A Anvisa retirou a exigência de apresentação de estudos da fase três para autorizar o uso emergencial das vacinas. Que implicações essa decisão traz?

À medida que a Sputnik apresentou a fase 3, publicada fora do Brasil na Lancet, uma das revistas científicas mais sólidas do mundo, nós tínhamos de considerar isso como uma etapa cumprida. Temos de abrir o leque para outras vacinas de outros países. Estamos nessa corrida contra o tempo. A pandemia não acabou, as cepas estão se modificando, e as vacinas têm um prazo de imunização.

Aqui, temos um modelo público de saúde exemplar na concepção. Na avaliação do senhor, quais potenciais desse sistema acabaram prejudicados por causa de problemas de gestão?

Na verdade, não existe um Sistema Único de Saúde (SUS) no Brasil, mas um sistema misto, um sistema privado e público, sendo que este último foi muito sucateado. O ponto alto do SUS são as unidades básicas de saúde (UBSs), distribuídas em todos os municípios brasileiros, com um contingente de quase 400 mil profissionais especializados no combate a endemias. Nós tínhamos condições de fazer um enfrentamento (à pandemia), mas faltou liderança.

Desde o ano passado, o senhor fala sobre a importância do monitoramento por meio da vigilância epidemiológica. Como a rede nacional de saúde da qual dispomos poderia contribuir?

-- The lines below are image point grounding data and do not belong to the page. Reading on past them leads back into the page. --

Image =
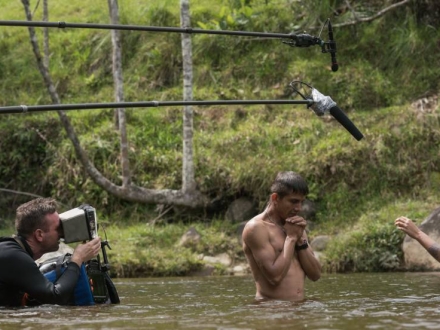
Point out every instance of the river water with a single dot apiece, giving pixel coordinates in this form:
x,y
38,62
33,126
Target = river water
x,y
336,301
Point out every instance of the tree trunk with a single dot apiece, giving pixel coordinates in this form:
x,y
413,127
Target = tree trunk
x,y
119,91
188,181
46,33
130,192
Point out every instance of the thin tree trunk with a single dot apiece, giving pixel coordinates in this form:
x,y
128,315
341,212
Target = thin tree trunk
x,y
119,91
46,33
188,181
131,192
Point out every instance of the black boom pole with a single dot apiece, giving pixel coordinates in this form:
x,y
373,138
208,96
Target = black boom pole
x,y
298,40
149,104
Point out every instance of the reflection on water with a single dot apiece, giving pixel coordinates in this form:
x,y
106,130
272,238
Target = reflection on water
x,y
351,301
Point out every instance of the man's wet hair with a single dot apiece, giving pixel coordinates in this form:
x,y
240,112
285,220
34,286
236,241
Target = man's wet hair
x,y
289,182
31,215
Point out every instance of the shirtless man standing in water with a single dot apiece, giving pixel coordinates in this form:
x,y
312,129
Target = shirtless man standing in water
x,y
275,242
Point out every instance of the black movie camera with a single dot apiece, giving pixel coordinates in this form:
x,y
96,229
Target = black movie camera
x,y
79,224
94,285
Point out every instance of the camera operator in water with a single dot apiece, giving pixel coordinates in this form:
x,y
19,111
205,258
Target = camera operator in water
x,y
38,230
275,242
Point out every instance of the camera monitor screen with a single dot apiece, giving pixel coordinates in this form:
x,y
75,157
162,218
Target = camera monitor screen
x,y
79,224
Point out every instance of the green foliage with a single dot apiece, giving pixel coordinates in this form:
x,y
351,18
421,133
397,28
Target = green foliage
x,y
147,250
374,243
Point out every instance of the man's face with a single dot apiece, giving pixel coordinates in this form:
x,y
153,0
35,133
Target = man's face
x,y
52,236
290,205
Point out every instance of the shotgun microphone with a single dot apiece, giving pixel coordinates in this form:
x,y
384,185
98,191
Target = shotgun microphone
x,y
332,47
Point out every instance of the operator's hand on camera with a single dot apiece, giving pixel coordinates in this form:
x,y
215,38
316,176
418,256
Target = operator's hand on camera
x,y
86,251
295,226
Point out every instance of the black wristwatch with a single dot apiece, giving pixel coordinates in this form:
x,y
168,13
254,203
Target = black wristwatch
x,y
303,246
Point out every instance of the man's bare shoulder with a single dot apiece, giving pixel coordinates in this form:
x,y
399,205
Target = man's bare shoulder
x,y
254,226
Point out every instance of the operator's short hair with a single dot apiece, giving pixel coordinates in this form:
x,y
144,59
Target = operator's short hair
x,y
30,216
289,182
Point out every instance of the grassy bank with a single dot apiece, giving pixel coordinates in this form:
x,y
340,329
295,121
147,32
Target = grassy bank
x,y
359,187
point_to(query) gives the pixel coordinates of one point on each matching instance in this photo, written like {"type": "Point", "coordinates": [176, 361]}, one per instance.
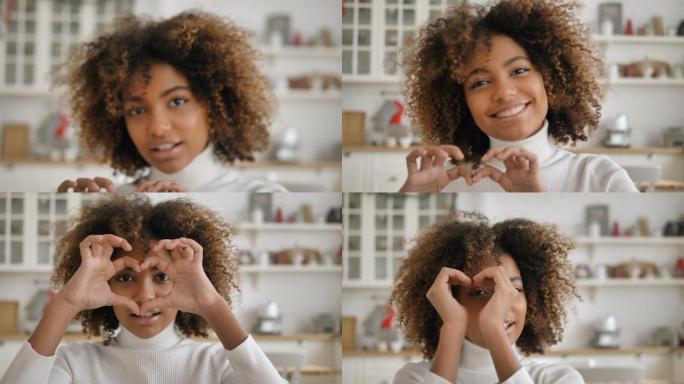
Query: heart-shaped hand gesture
{"type": "Point", "coordinates": [522, 170]}
{"type": "Point", "coordinates": [431, 176]}
{"type": "Point", "coordinates": [181, 260]}
{"type": "Point", "coordinates": [442, 299]}
{"type": "Point", "coordinates": [88, 288]}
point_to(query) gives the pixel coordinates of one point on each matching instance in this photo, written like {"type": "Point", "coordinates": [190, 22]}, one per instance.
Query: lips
{"type": "Point", "coordinates": [511, 111]}
{"type": "Point", "coordinates": [165, 146]}
{"type": "Point", "coordinates": [146, 317]}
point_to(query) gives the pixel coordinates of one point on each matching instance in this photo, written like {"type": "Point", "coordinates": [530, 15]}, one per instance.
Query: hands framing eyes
{"type": "Point", "coordinates": [521, 174]}
{"type": "Point", "coordinates": [451, 311]}
{"type": "Point", "coordinates": [180, 259]}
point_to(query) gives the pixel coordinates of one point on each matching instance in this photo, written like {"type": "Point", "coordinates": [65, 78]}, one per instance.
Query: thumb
{"type": "Point", "coordinates": [156, 303]}
{"type": "Point", "coordinates": [125, 301]}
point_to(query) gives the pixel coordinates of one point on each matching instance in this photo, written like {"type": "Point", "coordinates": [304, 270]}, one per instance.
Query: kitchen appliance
{"type": "Point", "coordinates": [270, 320]}
{"type": "Point", "coordinates": [674, 137]}
{"type": "Point", "coordinates": [607, 333]}
{"type": "Point", "coordinates": [618, 135]}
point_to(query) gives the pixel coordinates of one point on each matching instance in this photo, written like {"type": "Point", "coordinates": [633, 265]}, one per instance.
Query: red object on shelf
{"type": "Point", "coordinates": [616, 229]}
{"type": "Point", "coordinates": [629, 30]}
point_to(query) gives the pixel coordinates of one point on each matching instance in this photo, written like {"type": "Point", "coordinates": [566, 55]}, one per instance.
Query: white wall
{"type": "Point", "coordinates": [639, 309]}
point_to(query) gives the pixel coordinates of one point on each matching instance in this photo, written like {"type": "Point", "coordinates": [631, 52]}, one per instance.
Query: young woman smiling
{"type": "Point", "coordinates": [495, 89]}
{"type": "Point", "coordinates": [485, 289]}
{"type": "Point", "coordinates": [169, 102]}
{"type": "Point", "coordinates": [155, 273]}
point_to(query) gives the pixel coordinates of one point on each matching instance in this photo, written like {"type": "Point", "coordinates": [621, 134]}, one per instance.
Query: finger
{"type": "Point", "coordinates": [87, 185]}
{"type": "Point", "coordinates": [125, 301]}
{"type": "Point", "coordinates": [115, 241]}
{"type": "Point", "coordinates": [491, 153]}
{"type": "Point", "coordinates": [157, 303]}
{"type": "Point", "coordinates": [460, 171]}
{"type": "Point", "coordinates": [105, 183]}
{"type": "Point", "coordinates": [197, 250]}
{"type": "Point", "coordinates": [497, 274]}
{"type": "Point", "coordinates": [453, 151]}
{"type": "Point", "coordinates": [66, 184]}
{"type": "Point", "coordinates": [411, 159]}
{"type": "Point", "coordinates": [155, 261]}
{"type": "Point", "coordinates": [126, 262]}
{"type": "Point", "coordinates": [452, 276]}
{"type": "Point", "coordinates": [487, 171]}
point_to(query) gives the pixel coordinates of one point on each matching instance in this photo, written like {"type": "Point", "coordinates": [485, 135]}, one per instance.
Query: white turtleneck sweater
{"type": "Point", "coordinates": [560, 170]}
{"type": "Point", "coordinates": [206, 174]}
{"type": "Point", "coordinates": [476, 367]}
{"type": "Point", "coordinates": [162, 359]}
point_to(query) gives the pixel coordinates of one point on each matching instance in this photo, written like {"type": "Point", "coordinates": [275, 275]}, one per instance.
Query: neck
{"type": "Point", "coordinates": [204, 168]}
{"type": "Point", "coordinates": [538, 143]}
{"type": "Point", "coordinates": [167, 338]}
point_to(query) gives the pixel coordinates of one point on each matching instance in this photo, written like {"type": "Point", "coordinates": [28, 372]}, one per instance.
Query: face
{"type": "Point", "coordinates": [475, 298]}
{"type": "Point", "coordinates": [142, 287]}
{"type": "Point", "coordinates": [167, 124]}
{"type": "Point", "coordinates": [504, 92]}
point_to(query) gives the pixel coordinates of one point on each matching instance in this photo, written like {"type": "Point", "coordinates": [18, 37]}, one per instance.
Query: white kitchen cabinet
{"type": "Point", "coordinates": [29, 223]}
{"type": "Point", "coordinates": [377, 228]}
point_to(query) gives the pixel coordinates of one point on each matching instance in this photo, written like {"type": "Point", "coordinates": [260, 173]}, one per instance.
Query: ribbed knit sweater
{"type": "Point", "coordinates": [162, 359]}
{"type": "Point", "coordinates": [560, 170]}
{"type": "Point", "coordinates": [476, 367]}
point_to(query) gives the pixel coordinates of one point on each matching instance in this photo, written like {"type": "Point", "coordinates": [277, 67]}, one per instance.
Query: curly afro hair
{"type": "Point", "coordinates": [540, 252]}
{"type": "Point", "coordinates": [558, 46]}
{"type": "Point", "coordinates": [212, 53]}
{"type": "Point", "coordinates": [136, 219]}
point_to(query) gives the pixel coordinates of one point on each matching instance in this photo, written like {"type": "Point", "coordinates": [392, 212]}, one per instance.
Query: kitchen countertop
{"type": "Point", "coordinates": [559, 352]}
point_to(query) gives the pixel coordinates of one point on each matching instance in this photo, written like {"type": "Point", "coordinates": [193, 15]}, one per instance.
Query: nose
{"type": "Point", "coordinates": [145, 292]}
{"type": "Point", "coordinates": [159, 123]}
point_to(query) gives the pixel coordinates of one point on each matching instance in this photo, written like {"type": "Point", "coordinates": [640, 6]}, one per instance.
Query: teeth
{"type": "Point", "coordinates": [165, 147]}
{"type": "Point", "coordinates": [511, 111]}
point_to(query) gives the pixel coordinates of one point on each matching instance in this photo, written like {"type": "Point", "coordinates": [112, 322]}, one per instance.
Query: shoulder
{"type": "Point", "coordinates": [557, 373]}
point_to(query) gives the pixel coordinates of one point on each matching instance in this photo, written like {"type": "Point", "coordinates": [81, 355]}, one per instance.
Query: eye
{"type": "Point", "coordinates": [136, 111]}
{"type": "Point", "coordinates": [519, 71]}
{"type": "Point", "coordinates": [178, 101]}
{"type": "Point", "coordinates": [123, 278]}
{"type": "Point", "coordinates": [478, 84]}
{"type": "Point", "coordinates": [478, 292]}
{"type": "Point", "coordinates": [162, 277]}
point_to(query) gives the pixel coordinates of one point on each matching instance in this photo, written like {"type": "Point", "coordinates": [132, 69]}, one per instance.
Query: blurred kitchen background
{"type": "Point", "coordinates": [629, 267]}
{"type": "Point", "coordinates": [300, 45]}
{"type": "Point", "coordinates": [642, 124]}
{"type": "Point", "coordinates": [290, 267]}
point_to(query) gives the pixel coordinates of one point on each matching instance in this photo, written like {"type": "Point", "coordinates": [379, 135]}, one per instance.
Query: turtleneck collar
{"type": "Point", "coordinates": [203, 169]}
{"type": "Point", "coordinates": [163, 340]}
{"type": "Point", "coordinates": [538, 143]}
{"type": "Point", "coordinates": [476, 358]}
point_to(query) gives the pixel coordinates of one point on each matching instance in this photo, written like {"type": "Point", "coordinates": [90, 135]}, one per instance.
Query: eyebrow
{"type": "Point", "coordinates": [506, 63]}
{"type": "Point", "coordinates": [163, 94]}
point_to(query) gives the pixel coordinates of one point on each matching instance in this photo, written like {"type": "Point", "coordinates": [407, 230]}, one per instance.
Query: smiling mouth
{"type": "Point", "coordinates": [165, 147]}
{"type": "Point", "coordinates": [511, 112]}
{"type": "Point", "coordinates": [146, 315]}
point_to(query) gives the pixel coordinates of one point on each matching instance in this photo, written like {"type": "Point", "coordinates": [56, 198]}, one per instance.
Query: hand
{"type": "Point", "coordinates": [432, 176]}
{"type": "Point", "coordinates": [160, 186]}
{"type": "Point", "coordinates": [89, 288]}
{"type": "Point", "coordinates": [522, 170]}
{"type": "Point", "coordinates": [192, 290]}
{"type": "Point", "coordinates": [493, 314]}
{"type": "Point", "coordinates": [442, 299]}
{"type": "Point", "coordinates": [86, 185]}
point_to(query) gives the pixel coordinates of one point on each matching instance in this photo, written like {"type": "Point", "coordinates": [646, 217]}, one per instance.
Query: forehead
{"type": "Point", "coordinates": [155, 78]}
{"type": "Point", "coordinates": [495, 50]}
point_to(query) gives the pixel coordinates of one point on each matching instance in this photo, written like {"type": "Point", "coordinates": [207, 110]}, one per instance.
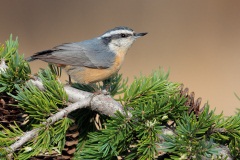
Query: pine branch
{"type": "Point", "coordinates": [101, 103]}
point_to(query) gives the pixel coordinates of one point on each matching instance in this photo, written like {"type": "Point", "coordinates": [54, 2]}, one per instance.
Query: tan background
{"type": "Point", "coordinates": [198, 40]}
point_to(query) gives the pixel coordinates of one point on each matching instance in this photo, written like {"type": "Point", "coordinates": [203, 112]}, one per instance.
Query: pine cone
{"type": "Point", "coordinates": [194, 106]}
{"type": "Point", "coordinates": [10, 113]}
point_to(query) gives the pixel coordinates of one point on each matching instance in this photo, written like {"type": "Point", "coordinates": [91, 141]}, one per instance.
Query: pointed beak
{"type": "Point", "coordinates": [137, 35]}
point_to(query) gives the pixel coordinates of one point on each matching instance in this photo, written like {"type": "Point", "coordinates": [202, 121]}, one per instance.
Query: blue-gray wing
{"type": "Point", "coordinates": [90, 53]}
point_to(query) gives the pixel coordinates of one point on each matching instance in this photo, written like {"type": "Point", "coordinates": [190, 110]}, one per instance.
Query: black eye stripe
{"type": "Point", "coordinates": [116, 36]}
{"type": "Point", "coordinates": [120, 35]}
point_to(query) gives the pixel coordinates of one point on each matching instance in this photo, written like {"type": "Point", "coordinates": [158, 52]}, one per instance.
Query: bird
{"type": "Point", "coordinates": [92, 60]}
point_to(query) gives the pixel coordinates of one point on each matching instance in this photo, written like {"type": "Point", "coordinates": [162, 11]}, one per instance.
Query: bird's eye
{"type": "Point", "coordinates": [123, 35]}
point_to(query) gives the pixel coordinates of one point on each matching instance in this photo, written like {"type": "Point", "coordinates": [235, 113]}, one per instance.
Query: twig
{"type": "Point", "coordinates": [80, 99]}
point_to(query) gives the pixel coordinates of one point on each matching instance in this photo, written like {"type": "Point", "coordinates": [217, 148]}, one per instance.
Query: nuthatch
{"type": "Point", "coordinates": [92, 60]}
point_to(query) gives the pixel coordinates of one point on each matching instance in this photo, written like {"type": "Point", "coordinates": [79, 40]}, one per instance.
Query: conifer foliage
{"type": "Point", "coordinates": [155, 118]}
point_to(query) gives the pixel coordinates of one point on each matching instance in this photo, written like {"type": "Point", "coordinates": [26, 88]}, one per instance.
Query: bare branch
{"type": "Point", "coordinates": [80, 99]}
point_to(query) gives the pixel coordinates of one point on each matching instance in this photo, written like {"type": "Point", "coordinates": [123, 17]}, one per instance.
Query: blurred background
{"type": "Point", "coordinates": [198, 41]}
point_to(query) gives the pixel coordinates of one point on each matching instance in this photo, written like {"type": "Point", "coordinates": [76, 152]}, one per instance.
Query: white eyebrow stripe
{"type": "Point", "coordinates": [108, 34]}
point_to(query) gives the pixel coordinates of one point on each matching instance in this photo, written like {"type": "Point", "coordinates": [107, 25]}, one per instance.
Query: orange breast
{"type": "Point", "coordinates": [91, 75]}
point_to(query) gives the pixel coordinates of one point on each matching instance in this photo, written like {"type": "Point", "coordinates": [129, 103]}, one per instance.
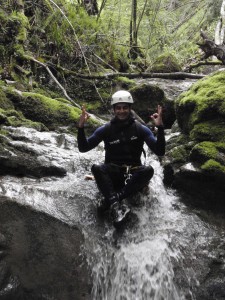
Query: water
{"type": "Point", "coordinates": [154, 257]}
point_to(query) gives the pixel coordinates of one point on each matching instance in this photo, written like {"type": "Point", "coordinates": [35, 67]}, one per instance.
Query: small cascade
{"type": "Point", "coordinates": [154, 257]}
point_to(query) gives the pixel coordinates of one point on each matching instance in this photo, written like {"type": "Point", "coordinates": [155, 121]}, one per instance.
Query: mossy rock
{"type": "Point", "coordinates": [204, 152]}
{"type": "Point", "coordinates": [50, 112]}
{"type": "Point", "coordinates": [203, 102]}
{"type": "Point", "coordinates": [212, 130]}
{"type": "Point", "coordinates": [5, 103]}
{"type": "Point", "coordinates": [166, 63]}
{"type": "Point", "coordinates": [146, 98]}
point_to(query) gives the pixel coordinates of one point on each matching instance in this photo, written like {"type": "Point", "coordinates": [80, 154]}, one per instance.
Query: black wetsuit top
{"type": "Point", "coordinates": [123, 141]}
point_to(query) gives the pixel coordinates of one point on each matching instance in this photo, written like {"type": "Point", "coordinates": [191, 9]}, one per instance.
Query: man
{"type": "Point", "coordinates": [122, 174]}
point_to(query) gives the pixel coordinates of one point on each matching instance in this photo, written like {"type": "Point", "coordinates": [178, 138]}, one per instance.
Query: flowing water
{"type": "Point", "coordinates": [154, 257]}
{"type": "Point", "coordinates": [160, 253]}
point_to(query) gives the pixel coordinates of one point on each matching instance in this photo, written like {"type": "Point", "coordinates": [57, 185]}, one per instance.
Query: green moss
{"type": "Point", "coordinates": [213, 167]}
{"type": "Point", "coordinates": [21, 23]}
{"type": "Point", "coordinates": [179, 154]}
{"type": "Point", "coordinates": [209, 131]}
{"type": "Point", "coordinates": [5, 103]}
{"type": "Point", "coordinates": [204, 151]}
{"type": "Point", "coordinates": [50, 112]}
{"type": "Point", "coordinates": [166, 63]}
{"type": "Point", "coordinates": [124, 82]}
{"type": "Point", "coordinates": [204, 101]}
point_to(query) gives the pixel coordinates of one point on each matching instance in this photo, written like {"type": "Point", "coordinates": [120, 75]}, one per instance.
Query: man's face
{"type": "Point", "coordinates": [122, 111]}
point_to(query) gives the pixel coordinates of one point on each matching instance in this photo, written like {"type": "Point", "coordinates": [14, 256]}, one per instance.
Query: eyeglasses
{"type": "Point", "coordinates": [121, 107]}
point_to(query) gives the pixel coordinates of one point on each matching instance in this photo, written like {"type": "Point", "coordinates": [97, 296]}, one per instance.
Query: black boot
{"type": "Point", "coordinates": [119, 213]}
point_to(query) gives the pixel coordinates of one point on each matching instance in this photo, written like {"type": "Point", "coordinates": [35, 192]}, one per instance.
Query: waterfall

O que precisava ser feito era conter os casos positivos. Não custaria muito que os casos positivos ficassem em quarentena, 14 dias isolados. Aqueles que não tivessem condições de ficar isolados teriam que ter um apoio social e, dessa maneira, rastrearíamos os contatos e eliminaríamos a transmissão. A solução é eliminar a transmissão. É uma situação extremamente simples, é muito mais barata do ponto de vista de custo-benefício, de eficiência do sistema, para conter a pandemia. Isso poderia ser feito sem nenhum problema. Nós temos um pessoal treinado e infraestrutura. Imagina fazer isso durante o ano inteiro. Conseguiríamos conter (o avanço), como aconteceu nos países asiáticos.